Florida’s interior has been big cattle country since the 1800s and remains so today. Florida’s horseback herdsmen are known as “cracker cowhunters,” named after their expert use of a whip. Used to roust cattle from dense, tangled vegetation and keep them moving on swampy trails, the tool does not strike the animal. The distinctive crack of a well-placed throw just over their heads usually elicits response.
Whips are also used to communicate. “If I’m riding along and you and I have worked up a system, when you hear me crack that whip you know I’ve found cattle,” Conner says. “And you can come ridin’ to me or you can push the bunch you got, or whatever you need to do.”
While the Spanish vaqueros are better known for their skill with a riata, or lariat, history credits those original cowboys for introducing the whip as well. It was later used by freight wagon teamsters and on cattle drives in the Old West.
Incredibly, the whip is likely the first human invention to break the sound barrier. It’s tapered end moves faster than the speed of sound, which results in a tiny sonic boom—the crack.
Just don’t call it a bullwhip. In cracker country, they use “cow whips,” Conner explains.

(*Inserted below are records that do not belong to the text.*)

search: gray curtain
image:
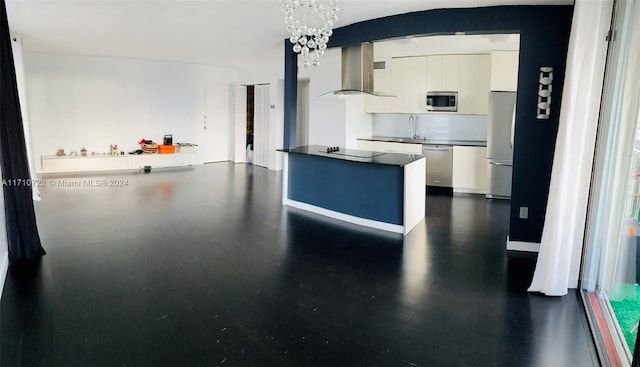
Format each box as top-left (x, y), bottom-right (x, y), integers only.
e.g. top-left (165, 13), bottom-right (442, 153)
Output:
top-left (0, 0), bottom-right (45, 265)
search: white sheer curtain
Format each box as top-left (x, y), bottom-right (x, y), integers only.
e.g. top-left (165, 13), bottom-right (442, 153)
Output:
top-left (11, 35), bottom-right (40, 201)
top-left (529, 0), bottom-right (613, 296)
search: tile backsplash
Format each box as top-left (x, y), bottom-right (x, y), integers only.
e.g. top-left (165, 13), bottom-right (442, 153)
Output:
top-left (373, 113), bottom-right (487, 141)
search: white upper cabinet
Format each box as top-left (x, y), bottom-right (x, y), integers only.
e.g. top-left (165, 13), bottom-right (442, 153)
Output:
top-left (391, 57), bottom-right (427, 113)
top-left (425, 55), bottom-right (444, 92)
top-left (391, 57), bottom-right (411, 113)
top-left (452, 55), bottom-right (476, 115)
top-left (407, 56), bottom-right (427, 113)
top-left (365, 55), bottom-right (492, 115)
top-left (491, 51), bottom-right (520, 92)
top-left (364, 69), bottom-right (395, 113)
top-left (474, 55), bottom-right (491, 115)
top-left (442, 55), bottom-right (460, 92)
top-left (427, 55), bottom-right (491, 115)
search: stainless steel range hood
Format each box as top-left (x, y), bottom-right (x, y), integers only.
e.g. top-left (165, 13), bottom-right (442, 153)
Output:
top-left (325, 43), bottom-right (395, 97)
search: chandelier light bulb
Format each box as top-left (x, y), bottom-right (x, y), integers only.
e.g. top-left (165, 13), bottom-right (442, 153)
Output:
top-left (280, 0), bottom-right (340, 67)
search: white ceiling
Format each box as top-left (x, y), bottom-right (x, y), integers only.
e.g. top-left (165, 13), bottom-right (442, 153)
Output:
top-left (6, 0), bottom-right (573, 67)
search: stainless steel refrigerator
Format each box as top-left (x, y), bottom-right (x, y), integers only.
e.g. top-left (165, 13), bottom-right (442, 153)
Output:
top-left (486, 92), bottom-right (516, 199)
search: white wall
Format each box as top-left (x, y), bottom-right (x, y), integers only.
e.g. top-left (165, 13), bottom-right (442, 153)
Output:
top-left (25, 52), bottom-right (237, 171)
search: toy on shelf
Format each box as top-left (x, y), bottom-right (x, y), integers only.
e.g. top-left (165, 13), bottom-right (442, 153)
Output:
top-left (109, 144), bottom-right (118, 155)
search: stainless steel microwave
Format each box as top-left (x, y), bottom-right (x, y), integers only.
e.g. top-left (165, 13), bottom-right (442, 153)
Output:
top-left (427, 92), bottom-right (458, 112)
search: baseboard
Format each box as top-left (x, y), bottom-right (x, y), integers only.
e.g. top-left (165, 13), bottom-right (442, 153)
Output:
top-left (568, 279), bottom-right (578, 289)
top-left (283, 199), bottom-right (404, 234)
top-left (507, 237), bottom-right (540, 252)
top-left (453, 187), bottom-right (487, 195)
top-left (0, 252), bottom-right (9, 299)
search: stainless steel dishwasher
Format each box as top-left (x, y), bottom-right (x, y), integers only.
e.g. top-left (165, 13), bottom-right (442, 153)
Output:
top-left (422, 145), bottom-right (453, 187)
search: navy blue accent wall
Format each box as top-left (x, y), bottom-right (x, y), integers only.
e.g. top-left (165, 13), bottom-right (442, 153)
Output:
top-left (289, 154), bottom-right (404, 225)
top-left (285, 5), bottom-right (573, 242)
top-left (284, 39), bottom-right (298, 149)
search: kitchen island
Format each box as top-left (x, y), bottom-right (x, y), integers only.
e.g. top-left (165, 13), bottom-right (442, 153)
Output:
top-left (280, 145), bottom-right (426, 235)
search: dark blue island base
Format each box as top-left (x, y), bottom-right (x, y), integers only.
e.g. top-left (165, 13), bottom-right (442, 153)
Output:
top-left (283, 145), bottom-right (426, 234)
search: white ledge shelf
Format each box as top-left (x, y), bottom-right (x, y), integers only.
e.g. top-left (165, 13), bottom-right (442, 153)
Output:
top-left (40, 153), bottom-right (197, 174)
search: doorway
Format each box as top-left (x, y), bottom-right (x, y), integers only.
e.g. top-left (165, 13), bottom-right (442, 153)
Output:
top-left (245, 85), bottom-right (255, 163)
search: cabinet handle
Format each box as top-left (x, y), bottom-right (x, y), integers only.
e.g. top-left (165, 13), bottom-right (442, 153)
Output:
top-left (489, 161), bottom-right (513, 167)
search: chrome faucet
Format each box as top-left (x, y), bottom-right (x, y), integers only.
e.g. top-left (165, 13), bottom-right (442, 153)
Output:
top-left (409, 115), bottom-right (419, 139)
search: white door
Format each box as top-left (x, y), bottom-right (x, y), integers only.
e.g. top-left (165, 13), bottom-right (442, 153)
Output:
top-left (253, 84), bottom-right (270, 167)
top-left (204, 84), bottom-right (233, 163)
top-left (296, 80), bottom-right (309, 147)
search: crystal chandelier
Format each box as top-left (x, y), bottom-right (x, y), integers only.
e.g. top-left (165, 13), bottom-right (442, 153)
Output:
top-left (280, 0), bottom-right (340, 67)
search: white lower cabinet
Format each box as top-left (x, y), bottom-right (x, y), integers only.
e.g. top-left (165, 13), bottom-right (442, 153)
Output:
top-left (358, 139), bottom-right (422, 154)
top-left (452, 146), bottom-right (489, 194)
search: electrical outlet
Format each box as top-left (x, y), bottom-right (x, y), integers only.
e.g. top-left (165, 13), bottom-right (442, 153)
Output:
top-left (520, 206), bottom-right (529, 219)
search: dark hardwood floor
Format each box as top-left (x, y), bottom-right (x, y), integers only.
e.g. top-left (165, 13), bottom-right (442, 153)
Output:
top-left (0, 163), bottom-right (598, 366)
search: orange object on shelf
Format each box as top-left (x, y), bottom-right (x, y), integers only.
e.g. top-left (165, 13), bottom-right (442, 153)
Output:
top-left (158, 144), bottom-right (176, 154)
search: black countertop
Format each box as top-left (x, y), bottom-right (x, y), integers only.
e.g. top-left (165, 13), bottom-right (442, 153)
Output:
top-left (278, 145), bottom-right (424, 167)
top-left (358, 136), bottom-right (487, 147)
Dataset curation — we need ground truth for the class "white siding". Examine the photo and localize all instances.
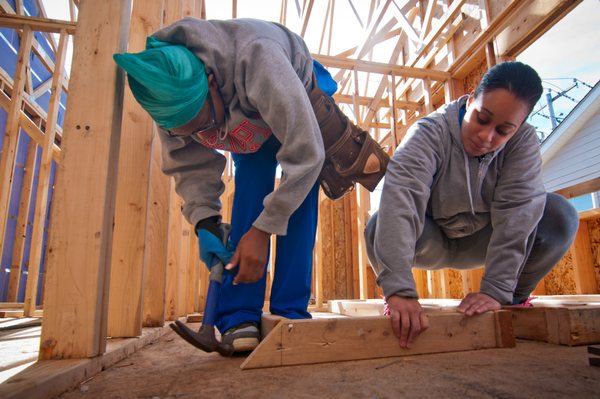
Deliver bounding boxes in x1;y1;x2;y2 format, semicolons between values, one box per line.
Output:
542;114;600;191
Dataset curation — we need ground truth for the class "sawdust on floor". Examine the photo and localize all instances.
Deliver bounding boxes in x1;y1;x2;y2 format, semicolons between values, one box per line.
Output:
60;331;600;399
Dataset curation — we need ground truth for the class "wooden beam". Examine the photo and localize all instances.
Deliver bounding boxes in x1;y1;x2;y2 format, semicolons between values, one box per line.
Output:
570;220;599;294
448;0;528;77
0;326;166;399
25;30;68;317
504;295;600;346
143;131;172;327
419;0;437;42
240;311;515;369
108;1;163;338
0;27;33;282
496;0;582;59
6;139;38;302
40;0;131;359
313;54;450;81
0;14;77;35
165;188;183;320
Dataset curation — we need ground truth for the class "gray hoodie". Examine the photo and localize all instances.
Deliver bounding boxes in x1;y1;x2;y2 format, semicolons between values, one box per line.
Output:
154;18;325;235
374;96;546;304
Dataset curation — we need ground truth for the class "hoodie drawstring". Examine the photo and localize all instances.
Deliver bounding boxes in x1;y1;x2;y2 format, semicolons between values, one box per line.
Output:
463;151;475;215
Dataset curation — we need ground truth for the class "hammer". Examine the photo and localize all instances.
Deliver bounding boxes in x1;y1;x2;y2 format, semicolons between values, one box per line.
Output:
170;223;234;356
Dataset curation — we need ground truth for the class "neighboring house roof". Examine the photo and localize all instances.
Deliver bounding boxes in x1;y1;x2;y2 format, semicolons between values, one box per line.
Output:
541;82;600;192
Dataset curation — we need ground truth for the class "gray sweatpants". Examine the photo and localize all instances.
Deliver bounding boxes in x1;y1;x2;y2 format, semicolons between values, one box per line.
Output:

A bullwhip, like the one used by the fictional Indiana Jones, is braided into a short handle. The cow whip, also known as a stock whip, is a braided whip attached to a handle, typically sixteen inches long. The longer handle extends its reach, and can help put a little more space between an overly aggressive bovine and a horseman. A well-placed throw of a whip has turned back a charge more than once.